I actually think you ran it on ubuntu …
wapproxy@ubuntu:~$ ps -ef | grep java
wapproxy 2076 1 1 11:28 ? 00:00:03 /usr/lib/jvm/java-6-openjdk/jre/bin/java -Djetty.home=/home/wapproxy/jetty -Djava.io.tmpdir=/tmp -jar /home/wapproxy/jetty
In my own benchmark tests, Tomcat has much better raw performance for short bursts of traffic. The problem with Tomcat is that it uses a lot more memory than Jetty. What ends up happening is that Tomcat ends up choking itself because of garbage collection.
If this guy ran his benchmark for 20 minutes, he would see Jetty take over in performance. Jetty is kind of like the tortoise in the classic story of “The Tortoise and the Hare”. It conserves its resources for sustainable, consistent, and reliable performance.
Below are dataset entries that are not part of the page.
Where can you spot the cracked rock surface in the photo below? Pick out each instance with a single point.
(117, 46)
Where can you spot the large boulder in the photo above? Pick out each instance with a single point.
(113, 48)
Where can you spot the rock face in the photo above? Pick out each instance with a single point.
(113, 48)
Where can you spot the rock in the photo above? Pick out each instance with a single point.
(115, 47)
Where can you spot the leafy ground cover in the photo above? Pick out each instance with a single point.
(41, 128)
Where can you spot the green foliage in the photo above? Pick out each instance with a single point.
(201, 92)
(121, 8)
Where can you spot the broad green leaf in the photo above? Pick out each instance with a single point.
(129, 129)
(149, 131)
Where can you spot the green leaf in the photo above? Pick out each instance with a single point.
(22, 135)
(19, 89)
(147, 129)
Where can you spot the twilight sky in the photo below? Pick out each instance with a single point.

Tomcat uses as much resources as it can until the system literally runs out.
I’ve done tests with 100 concurrent connections pounding the server and Jetty maintains a 0% error rate after 1 hour whereas Tomcat will have a 30% error rate in the same amount of time.
Garbage collecting can be seriously tweaked by assigning a few arguments to your JVM. That should not be an issue. If jetty uses less memory it means it does less or needs to star reading code from elsewhere when specific things are required…. It is as simple as that. I’m sure the tomcat developers – after 20 or more years – know their business… No offense intended.
No offense, if you speak of 30% error rate while jetty has 0%, don’t take me wrong please but i do not believe you. i have a Tomcat 7.0.42 on my Mac, not even running APR and it spins like a kitten. Responses are very fast and no errors at all….. Server has 16GB of ram and tomcat gets 2 gigs. Machine is an i5 3.1Ghz
I’ve only just found this… It’s very very interesting… Good work!
Of course Tomcat is just a servlet container, where Jetty is more or less a full app server.
But, nowadays the vast majority of enterprise apps are constructed using pojo frameworks like Spring that make no use of app server functionality.
I have been saying for years, that if you don’t need a container.. use Tomcat
But people keep buying Weblogic (Not that there’s anything wrong with Weblogic, I like it) it’s just that for apps that don’t use a container, Tomcat is the right choice.
I’m not affiliated in any way to the Tomcat project.
There is one other argument, which is that Glassfish is an OSGi container. That gives it something that neither Tomcat nor Jetty have.